París tiene ese no sé qué que la convierte en una experiencia más que en un destino. Es ciudad, es símbolo, es promesa cumplida para quien alguna vez soñó con caminar sus bulevares, cruzar el Sena al atardecer o ver cómo la Torre Eiffel enciende la noche.
A fines del año pasado, luego de haber atravesado momentos complicados de salud, emprendimos un recorrido muy soñado por Europa, visitando algunas de sus ciudades más emblemáticas. París, Estrasburgo, Roma, Sorrento, Positano, Capri, Amalfi, Madrid, Segovia, Bilbao, Sevilla, Córdoba, Granada fueron parte del itinerario, en un viaje que combinó historia, cultura y vivencias inolvidables, y que ahora compartimos con nuestros lectores a través de esta serie de crónicas.
A través nuestro, La Prensa de la Zona Oeste, también dijo presente en estos rincones que han sido testigos de revoluciones, declaraciones de amor y postales eternas. En esta primera entrega, de mi recorrido por Europa, me detengo en la capital francesa: una ciudad que no solo se recorre con los pies, sino también con el alma.

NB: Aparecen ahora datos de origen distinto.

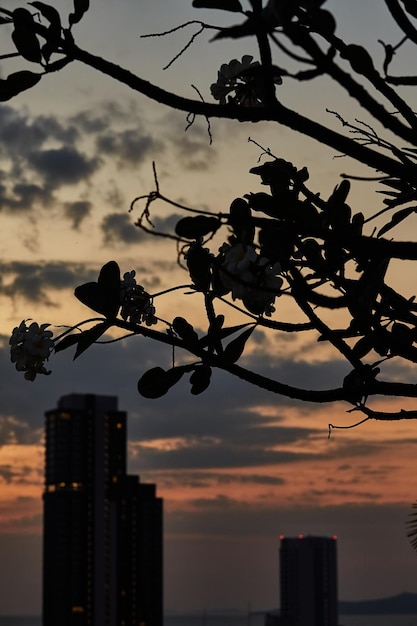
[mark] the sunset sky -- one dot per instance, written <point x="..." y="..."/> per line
<point x="237" y="467"/>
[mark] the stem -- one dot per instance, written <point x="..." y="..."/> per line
<point x="278" y="113"/>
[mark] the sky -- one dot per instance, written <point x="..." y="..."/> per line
<point x="237" y="467"/>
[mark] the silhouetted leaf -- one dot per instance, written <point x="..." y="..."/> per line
<point x="324" y="21"/>
<point x="196" y="227"/>
<point x="156" y="382"/>
<point x="80" y="7"/>
<point x="199" y="264"/>
<point x="185" y="330"/>
<point x="362" y="347"/>
<point x="17" y="82"/>
<point x="410" y="6"/>
<point x="104" y="295"/>
<point x="397" y="218"/>
<point x="49" y="13"/>
<point x="240" y="219"/>
<point x="90" y="336"/>
<point x="233" y="351"/>
<point x="24" y="36"/>
<point x="226" y="5"/>
<point x="359" y="58"/>
<point x="67" y="342"/>
<point x="200" y="379"/>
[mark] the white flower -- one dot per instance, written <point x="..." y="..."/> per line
<point x="30" y="347"/>
<point x="137" y="304"/>
<point x="239" y="82"/>
<point x="250" y="277"/>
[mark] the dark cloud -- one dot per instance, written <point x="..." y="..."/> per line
<point x="192" y="146"/>
<point x="222" y="429"/>
<point x="40" y="154"/>
<point x="129" y="146"/>
<point x="14" y="430"/>
<point x="63" y="166"/>
<point x="77" y="211"/>
<point x="119" y="228"/>
<point x="33" y="281"/>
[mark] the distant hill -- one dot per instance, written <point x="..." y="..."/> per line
<point x="403" y="603"/>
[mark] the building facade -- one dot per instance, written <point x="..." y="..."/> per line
<point x="102" y="544"/>
<point x="308" y="581"/>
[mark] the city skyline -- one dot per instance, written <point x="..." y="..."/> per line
<point x="236" y="467"/>
<point x="103" y="529"/>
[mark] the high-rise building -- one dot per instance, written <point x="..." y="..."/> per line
<point x="308" y="577"/>
<point x="102" y="544"/>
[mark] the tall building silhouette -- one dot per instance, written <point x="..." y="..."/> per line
<point x="308" y="580"/>
<point x="102" y="543"/>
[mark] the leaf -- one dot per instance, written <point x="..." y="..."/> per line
<point x="26" y="41"/>
<point x="363" y="347"/>
<point x="185" y="330"/>
<point x="80" y="7"/>
<point x="397" y="218"/>
<point x="411" y="7"/>
<point x="222" y="333"/>
<point x="67" y="342"/>
<point x="17" y="82"/>
<point x="196" y="227"/>
<point x="359" y="58"/>
<point x="90" y="336"/>
<point x="233" y="351"/>
<point x="199" y="264"/>
<point x="49" y="13"/>
<point x="104" y="295"/>
<point x="226" y="5"/>
<point x="200" y="379"/>
<point x="156" y="382"/>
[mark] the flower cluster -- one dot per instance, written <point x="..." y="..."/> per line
<point x="243" y="79"/>
<point x="250" y="277"/>
<point x="137" y="304"/>
<point x="30" y="347"/>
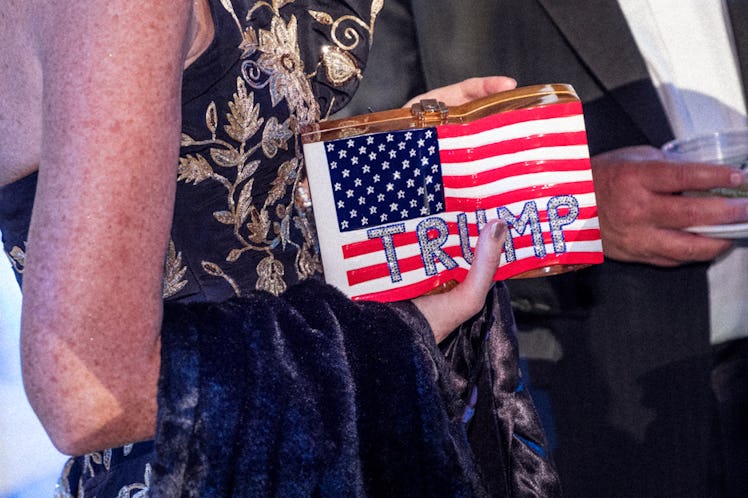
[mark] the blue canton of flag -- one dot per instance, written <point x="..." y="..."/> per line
<point x="385" y="177"/>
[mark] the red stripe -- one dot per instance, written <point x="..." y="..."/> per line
<point x="381" y="270"/>
<point x="516" y="169"/>
<point x="464" y="205"/>
<point x="504" y="273"/>
<point x="467" y="154"/>
<point x="403" y="239"/>
<point x="507" y="118"/>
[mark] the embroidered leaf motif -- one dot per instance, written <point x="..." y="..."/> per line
<point x="286" y="176"/>
<point x="234" y="255"/>
<point x="224" y="217"/>
<point x="245" y="202"/>
<point x="277" y="4"/>
<point x="321" y="17"/>
<point x="173" y="274"/>
<point x="258" y="226"/>
<point x="246" y="170"/>
<point x="211" y="118"/>
<point x="244" y="120"/>
<point x="227" y="158"/>
<point x="186" y="140"/>
<point x="376" y="8"/>
<point x="212" y="269"/>
<point x="339" y="66"/>
<point x="249" y="42"/>
<point x="194" y="169"/>
<point x="270" y="276"/>
<point x="275" y="136"/>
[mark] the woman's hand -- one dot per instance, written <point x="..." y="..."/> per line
<point x="467" y="90"/>
<point x="446" y="311"/>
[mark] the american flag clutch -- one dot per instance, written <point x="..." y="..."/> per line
<point x="400" y="196"/>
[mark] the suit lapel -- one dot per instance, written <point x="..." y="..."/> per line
<point x="625" y="75"/>
<point x="738" y="10"/>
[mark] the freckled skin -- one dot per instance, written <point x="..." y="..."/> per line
<point x="91" y="99"/>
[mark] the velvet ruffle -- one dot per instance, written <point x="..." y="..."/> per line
<point x="310" y="394"/>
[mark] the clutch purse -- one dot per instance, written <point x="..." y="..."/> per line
<point x="399" y="197"/>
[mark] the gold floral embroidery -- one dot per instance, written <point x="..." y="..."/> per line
<point x="62" y="488"/>
<point x="174" y="272"/>
<point x="17" y="258"/>
<point x="240" y="138"/>
<point x="140" y="488"/>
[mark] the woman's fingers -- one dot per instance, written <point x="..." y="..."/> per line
<point x="448" y="310"/>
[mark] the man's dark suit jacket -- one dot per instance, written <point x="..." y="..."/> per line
<point x="618" y="354"/>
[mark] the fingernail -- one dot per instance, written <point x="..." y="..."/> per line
<point x="737" y="178"/>
<point x="497" y="230"/>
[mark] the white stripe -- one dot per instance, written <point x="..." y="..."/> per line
<point x="533" y="180"/>
<point x="560" y="153"/>
<point x="411" y="250"/>
<point x="568" y="124"/>
<point x="416" y="276"/>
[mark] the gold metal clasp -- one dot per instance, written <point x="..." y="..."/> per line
<point x="429" y="111"/>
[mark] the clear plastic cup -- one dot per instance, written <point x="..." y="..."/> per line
<point x="723" y="147"/>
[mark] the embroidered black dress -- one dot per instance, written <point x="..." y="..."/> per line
<point x="239" y="238"/>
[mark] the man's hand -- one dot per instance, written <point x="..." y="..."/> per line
<point x="642" y="212"/>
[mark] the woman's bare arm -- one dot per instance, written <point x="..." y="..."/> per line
<point x="92" y="285"/>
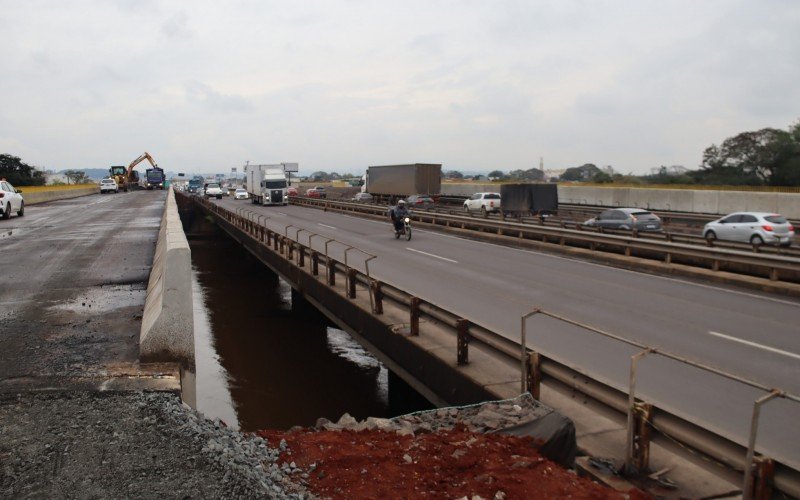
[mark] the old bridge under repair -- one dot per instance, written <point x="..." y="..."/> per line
<point x="453" y="361"/>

París nos recibe con dos joyas que resumen su elegancia y poder simbólico: el Puente Alejandro III y la Torre Eiffel.
Puente Alejandro III: esplendor imperial sobre el Sena
Inaugurado en 1900 durante la Exposición Universal, el Puente Alejandro III es mucho más que un cruce sobre el Sena: es un manifiesto artístico de la Belle Époque. Con sus esculturas doradas, querubines, ninfas y faroles ornamentales, representa la alianza entre Francia y Rusia, simbolizada en su nombre, en honor al zar Alejandro III.
Sus cuatro pilares, rematados con figuras aladas de bronce dorado, custodian este puente de una sola arcada, uno de los más bajos de París, para no obstaculizar la vista de los edificios emblemáticos que lo rodean, como los Inválidos y el Grand Palais.
Caminar por este puente es como atravesar una galería de arte al aire libre. Cada detalle parece diseñado para impresionar, y lo logra. A un lado, el río y sus embarcaciones; al otro, la ciudad desplegando su perfil clásico. No es raro ver aquí sesiones de fotos, propuestas de matrimonio o simples turistas en silencio, dejando que París les hable al alma.
La Torre Eiffel: el corazón de hierro que late en París
Y claro, hablar de París sin mencionar a su más célebre dama sería un pecado turístico y emocional. La Torre Eiffel, nacida también para la Exposición Universal, pero de 1889, es mucho más que su estructura metálica. Gustave Eiffel la pensó como un desafío técnico, y terminó siendo un emblema emocional.
Al principio, fue resistida por muchos parisinos, que la veían como una monstruosidad de hierro. Hoy, es imposible imaginar la ciudad sin su silueta. La Torre es un faro sin luz, una brújula para el viajero, y un símbolo de la modernidad que todavía asombra. Vista desde lejos o desde sus propias alturas, tiene el poder de emocionar.
La recorrimos al atardecer, y la experiencia fue mágica. Subir sus niveles, mirar cómo el sol se esconde tras los tejados y luego ver cómo, lentamente, se encienden sus luces titilantes, es un espectáculo en sí mismo. Desde lo alto, París se revela en todo su esplendor: ordenada, romántica, eterna.
En próximas ediciones seguiremos mostrando y descubriendo más de la icónica ciudad luz.